La langue khmère, l’idiome des Cambodgiens, est attestée depuis un millénaire et demi. Elle appartient au groupe des langues môn-khmères – comprenant le vietnamien, le môn de Birmanie et de nombreux dialectes tribaux – elle-même une sous-branche de la famille austro-asiatique, qui s’étend de la Chine du Sud au nord-est de l’Inde et jusqu’au sud de l’Asie du Sud-Est péninsulaire. Les populations austro-asiatiques ont émigré dans la péninsule indochinoise à l’époque protohistorique depuis les régions centrales de la Chine. Elles forment désormais une série d’isolats résiduels à la suite des invasions successives des Tibéto-birmans et des populations thaïs. La langue khmère est la plus importante de la strate la plus ancienne des langues de la Péninsule. C’est pourquoi les Khmers y occupent une image mentale analogue à celle des Grecs en Occident.

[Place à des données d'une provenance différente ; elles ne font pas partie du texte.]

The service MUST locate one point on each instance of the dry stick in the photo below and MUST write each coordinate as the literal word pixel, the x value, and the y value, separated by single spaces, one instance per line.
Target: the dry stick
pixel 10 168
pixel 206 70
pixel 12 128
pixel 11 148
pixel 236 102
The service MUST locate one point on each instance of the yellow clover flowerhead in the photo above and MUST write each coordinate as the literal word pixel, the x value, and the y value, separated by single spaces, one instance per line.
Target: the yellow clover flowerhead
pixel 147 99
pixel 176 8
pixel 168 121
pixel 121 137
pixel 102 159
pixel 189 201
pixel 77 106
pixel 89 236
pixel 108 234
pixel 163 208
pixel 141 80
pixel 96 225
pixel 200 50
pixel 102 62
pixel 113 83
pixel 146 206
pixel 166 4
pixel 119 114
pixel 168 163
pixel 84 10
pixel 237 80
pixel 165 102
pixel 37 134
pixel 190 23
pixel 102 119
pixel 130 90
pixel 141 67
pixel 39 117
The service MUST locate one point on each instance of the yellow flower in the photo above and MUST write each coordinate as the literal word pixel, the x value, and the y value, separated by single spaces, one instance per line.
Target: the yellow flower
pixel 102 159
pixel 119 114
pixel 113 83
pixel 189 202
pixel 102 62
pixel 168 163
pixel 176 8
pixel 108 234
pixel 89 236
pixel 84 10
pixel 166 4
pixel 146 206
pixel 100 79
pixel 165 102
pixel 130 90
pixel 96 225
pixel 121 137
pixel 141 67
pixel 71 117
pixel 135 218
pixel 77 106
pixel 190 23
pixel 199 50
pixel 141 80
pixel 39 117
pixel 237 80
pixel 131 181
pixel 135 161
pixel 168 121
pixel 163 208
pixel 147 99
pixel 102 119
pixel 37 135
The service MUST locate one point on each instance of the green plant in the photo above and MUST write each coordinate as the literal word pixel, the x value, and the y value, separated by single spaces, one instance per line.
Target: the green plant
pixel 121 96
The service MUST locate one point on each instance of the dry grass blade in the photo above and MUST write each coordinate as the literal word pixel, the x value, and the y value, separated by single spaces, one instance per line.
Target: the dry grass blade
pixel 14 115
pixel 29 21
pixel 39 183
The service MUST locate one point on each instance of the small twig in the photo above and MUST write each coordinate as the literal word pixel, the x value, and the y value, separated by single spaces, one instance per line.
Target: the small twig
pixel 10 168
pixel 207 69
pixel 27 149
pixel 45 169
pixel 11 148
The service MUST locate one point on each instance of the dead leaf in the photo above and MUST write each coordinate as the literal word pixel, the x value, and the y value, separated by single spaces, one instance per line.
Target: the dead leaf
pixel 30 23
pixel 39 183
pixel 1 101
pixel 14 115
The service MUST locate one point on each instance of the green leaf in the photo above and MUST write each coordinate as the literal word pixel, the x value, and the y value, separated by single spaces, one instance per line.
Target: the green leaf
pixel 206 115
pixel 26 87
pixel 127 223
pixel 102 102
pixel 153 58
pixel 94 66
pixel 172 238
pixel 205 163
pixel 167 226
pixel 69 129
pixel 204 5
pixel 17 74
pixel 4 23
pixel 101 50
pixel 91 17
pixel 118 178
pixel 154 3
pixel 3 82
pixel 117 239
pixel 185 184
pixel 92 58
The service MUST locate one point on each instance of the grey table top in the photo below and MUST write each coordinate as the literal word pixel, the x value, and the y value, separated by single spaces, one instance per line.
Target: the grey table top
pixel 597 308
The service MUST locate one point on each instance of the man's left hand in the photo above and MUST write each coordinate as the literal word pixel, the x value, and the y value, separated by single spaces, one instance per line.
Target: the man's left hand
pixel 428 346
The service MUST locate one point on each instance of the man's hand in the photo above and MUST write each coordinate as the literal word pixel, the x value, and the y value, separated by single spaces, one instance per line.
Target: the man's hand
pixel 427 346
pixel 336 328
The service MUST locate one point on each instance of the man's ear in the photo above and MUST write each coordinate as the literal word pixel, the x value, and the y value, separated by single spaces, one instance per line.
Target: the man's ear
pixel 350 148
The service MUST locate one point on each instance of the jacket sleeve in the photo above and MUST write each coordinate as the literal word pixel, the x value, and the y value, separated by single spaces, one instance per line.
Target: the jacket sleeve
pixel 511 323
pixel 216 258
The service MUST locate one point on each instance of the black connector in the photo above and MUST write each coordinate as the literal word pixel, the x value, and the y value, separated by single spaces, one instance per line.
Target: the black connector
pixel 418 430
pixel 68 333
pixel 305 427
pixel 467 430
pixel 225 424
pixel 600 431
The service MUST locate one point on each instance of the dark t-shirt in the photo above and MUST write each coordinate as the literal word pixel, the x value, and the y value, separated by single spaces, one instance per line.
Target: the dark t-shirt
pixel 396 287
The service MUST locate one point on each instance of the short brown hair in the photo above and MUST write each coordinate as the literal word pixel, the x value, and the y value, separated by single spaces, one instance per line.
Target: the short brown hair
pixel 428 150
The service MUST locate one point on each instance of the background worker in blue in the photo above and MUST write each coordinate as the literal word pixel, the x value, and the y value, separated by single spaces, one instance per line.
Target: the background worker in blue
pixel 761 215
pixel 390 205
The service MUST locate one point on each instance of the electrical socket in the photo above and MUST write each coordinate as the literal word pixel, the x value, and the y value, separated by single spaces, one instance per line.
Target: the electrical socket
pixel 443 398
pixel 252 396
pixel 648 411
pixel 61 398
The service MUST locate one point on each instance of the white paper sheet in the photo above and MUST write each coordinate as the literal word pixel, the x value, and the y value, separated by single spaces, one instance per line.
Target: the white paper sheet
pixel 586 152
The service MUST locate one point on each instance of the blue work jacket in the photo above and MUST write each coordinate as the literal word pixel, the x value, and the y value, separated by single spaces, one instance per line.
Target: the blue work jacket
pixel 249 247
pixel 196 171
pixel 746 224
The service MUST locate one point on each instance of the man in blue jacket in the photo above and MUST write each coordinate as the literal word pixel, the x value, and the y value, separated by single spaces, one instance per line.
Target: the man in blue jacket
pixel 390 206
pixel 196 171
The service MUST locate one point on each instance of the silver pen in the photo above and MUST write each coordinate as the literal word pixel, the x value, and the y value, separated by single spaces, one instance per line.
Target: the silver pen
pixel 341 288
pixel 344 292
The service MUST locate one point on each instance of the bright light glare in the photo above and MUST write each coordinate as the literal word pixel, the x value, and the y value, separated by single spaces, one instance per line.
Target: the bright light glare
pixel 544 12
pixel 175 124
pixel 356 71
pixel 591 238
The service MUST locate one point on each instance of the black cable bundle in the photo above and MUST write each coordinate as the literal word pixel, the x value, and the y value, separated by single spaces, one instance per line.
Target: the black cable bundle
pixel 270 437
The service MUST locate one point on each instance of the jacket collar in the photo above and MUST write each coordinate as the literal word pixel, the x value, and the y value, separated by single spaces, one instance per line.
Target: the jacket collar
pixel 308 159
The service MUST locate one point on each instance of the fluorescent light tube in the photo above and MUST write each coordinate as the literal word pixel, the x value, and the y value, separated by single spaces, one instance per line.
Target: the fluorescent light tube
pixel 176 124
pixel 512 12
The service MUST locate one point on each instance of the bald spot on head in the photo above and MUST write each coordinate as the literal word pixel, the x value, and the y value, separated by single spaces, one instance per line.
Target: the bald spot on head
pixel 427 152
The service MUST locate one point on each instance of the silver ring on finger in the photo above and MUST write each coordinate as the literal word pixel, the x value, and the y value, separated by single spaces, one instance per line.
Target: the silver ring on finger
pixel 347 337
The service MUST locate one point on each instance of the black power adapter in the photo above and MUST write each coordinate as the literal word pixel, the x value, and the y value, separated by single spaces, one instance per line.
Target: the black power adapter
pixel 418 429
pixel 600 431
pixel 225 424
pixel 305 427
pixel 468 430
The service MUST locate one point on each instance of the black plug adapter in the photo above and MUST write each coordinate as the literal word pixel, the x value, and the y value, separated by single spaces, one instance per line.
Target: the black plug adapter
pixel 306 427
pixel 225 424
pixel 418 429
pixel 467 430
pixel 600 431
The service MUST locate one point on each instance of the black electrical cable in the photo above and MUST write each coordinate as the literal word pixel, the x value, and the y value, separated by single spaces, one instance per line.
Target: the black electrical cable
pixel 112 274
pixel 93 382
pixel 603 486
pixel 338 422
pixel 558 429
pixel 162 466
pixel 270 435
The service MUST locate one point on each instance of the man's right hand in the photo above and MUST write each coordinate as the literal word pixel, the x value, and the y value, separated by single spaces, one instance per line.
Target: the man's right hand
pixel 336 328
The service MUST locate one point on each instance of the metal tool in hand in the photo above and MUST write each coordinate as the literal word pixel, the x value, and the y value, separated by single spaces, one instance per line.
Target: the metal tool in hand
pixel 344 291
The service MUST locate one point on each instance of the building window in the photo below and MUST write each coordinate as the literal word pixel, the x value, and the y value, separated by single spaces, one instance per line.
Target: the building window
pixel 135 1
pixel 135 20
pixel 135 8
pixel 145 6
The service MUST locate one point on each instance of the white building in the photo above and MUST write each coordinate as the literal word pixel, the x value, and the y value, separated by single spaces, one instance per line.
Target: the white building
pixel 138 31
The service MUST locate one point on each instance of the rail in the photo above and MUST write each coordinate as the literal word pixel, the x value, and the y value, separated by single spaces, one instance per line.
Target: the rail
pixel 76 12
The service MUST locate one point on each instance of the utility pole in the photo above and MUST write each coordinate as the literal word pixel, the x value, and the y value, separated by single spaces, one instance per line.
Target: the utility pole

C’est à la suite de l’influence culturelle indienne que les parlers khmers qui étaient restés l’attribut de populations protohistoriques vont passer au stade de l’écrit, en l’espèce d’alphabets dérivés des écritures indiennes. Ce phénomène débute aux alentours des premiers siècles de l’ère chrétienne et mature jusqu’au VIe siècle, époque où l’on voit apparaître les premières stèles épigraphiques. Ce processus d’indianisation, – qui est autant linguistique, avec l’influence du sanskrit, que socio-politique, religieux et architectural – nous a ainsi légué un corpus de plus de 1250 inscriptions lapidaires. Une situation documentaire exceptionnelle en Asie du Sud-Est, mais qui reste très pauvre en valeur relative si on la compare, par exemple, à l’étendue des sources médiévales de l’Occident chrétien. Rédigés soit en vieux khmer soit en sanskrit, mais toujours dans un de ces alphabets khmers dérivés des alphabets indiens, ces textes nous relatent dans un style emphatique et stéréotypé la gloire des rois de l’ancien Cambodge, les fondations de temples et quelques éléments de généalogie.

Cette littérature d’État nous permet de lire les grands traits de l’évolution des structures politiques et religieuses de l’Empire khmer du VIe siècle jusqu’aux derniers feux de la gloire angkorienne (XIVe siècle). Le vieux khmer apparaît ainsi comme une langue de chancellerie, forme écrite et standardisée de multiples parlés môn-khmers, dont on perçoit la diversité à travers la résurgence réitérée de formes dialectales. Il existe donc un parallèle entre l’Empire khmer et la construction linguistique d’une langue commune.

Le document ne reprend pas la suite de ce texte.